In the first place, the swiftness of justice in the Texas and Wyoming cases demonstrate that local law enforcement officials are not interested in sweeping such things aside. Juries in Texas have already condemned two of Byrd’s murderers to death and the third suspect awaits trial. The perpetrators in Wyoming quickly pleaded guilty in order to avoid the death penalty. Neither state has a hate crime statute, yet justice was quick and severe.

Those who believe that a hate crime law would have resulted in an even greater degree of justice in Texas should remember that if those convicted under such a law were to be sentenced to death, then they would be executed not for their deed, but for their political biases. As odious as some of those beliefs would be to most people, it would represent the ultimate triumph for the modern political class: a death sentence for politically incorrect attitudes.

One group which has been constantly blamed for inciting hate crimes has been conservative evangelical Christians. The rhetoric which flowed from many political commentators and editorialists after the Wyoming murder and the Los Angeles shooting clearly blamed Christians who believe homosexuality is sinful and that Christianity exclusively provides the true path to God. The proliferation of hate crime law endangers Christians who will become targets of political opportunists who, like Nero after the fire in Rome, seek to blame a minority in order to increase their own power and influence.

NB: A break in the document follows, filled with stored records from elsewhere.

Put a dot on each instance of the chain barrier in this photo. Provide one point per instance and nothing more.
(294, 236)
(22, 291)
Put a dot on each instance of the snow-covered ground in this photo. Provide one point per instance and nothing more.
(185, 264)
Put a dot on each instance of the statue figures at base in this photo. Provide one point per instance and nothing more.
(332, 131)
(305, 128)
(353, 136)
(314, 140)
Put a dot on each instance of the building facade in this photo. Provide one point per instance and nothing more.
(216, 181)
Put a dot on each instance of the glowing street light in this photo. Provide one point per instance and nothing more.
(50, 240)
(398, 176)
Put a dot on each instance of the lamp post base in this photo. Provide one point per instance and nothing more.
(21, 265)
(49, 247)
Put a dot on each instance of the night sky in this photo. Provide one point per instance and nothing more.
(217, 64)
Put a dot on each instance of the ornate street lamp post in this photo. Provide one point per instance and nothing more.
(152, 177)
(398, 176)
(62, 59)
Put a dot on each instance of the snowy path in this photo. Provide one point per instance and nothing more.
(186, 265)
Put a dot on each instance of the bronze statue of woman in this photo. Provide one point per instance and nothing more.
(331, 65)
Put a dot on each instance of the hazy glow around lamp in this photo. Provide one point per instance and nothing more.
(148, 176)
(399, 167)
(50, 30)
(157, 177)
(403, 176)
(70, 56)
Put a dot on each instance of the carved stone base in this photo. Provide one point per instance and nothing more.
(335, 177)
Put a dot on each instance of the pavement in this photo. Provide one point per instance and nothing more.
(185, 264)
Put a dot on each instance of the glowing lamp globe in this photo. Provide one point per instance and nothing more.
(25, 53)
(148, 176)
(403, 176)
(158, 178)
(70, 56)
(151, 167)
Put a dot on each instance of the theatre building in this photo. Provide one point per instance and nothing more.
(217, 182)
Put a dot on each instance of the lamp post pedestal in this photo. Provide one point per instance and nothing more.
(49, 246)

Yet, after a gunman shouting anti-Christian slogans recently murdered seven people in a Fort Worth, Texas, Baptist Church before killing himself, Gary Bauer and other conservative Christian political figures demanded that the incident be investigated as a hate crime. This is me-tooism at its worst. Christians, along with other religious minorities, have nothing to gain from hate crime laws, since they will ultimately find themselves the targets of political demagogues, but the lure of political opportunism was simply too great for Bauer and his followers to ignore.

Hate crime legislation not only is unnecessary, it is harmful to the pursuit of universal justice. Like so many laws and regulations before them, hate crime laws are tools wielded by the political classes to create and then destroy their enemies. By interpreting what really are crimes against individuals to attacks upon politically-favored groups, hate crime legislation strips justice of what should be the characteristic of equality under law. Such laws do not protect us from tyranny. They are tyranny.

December 2, 1999

Professor Anderson teaches economics at North Greenville College in South Carolina.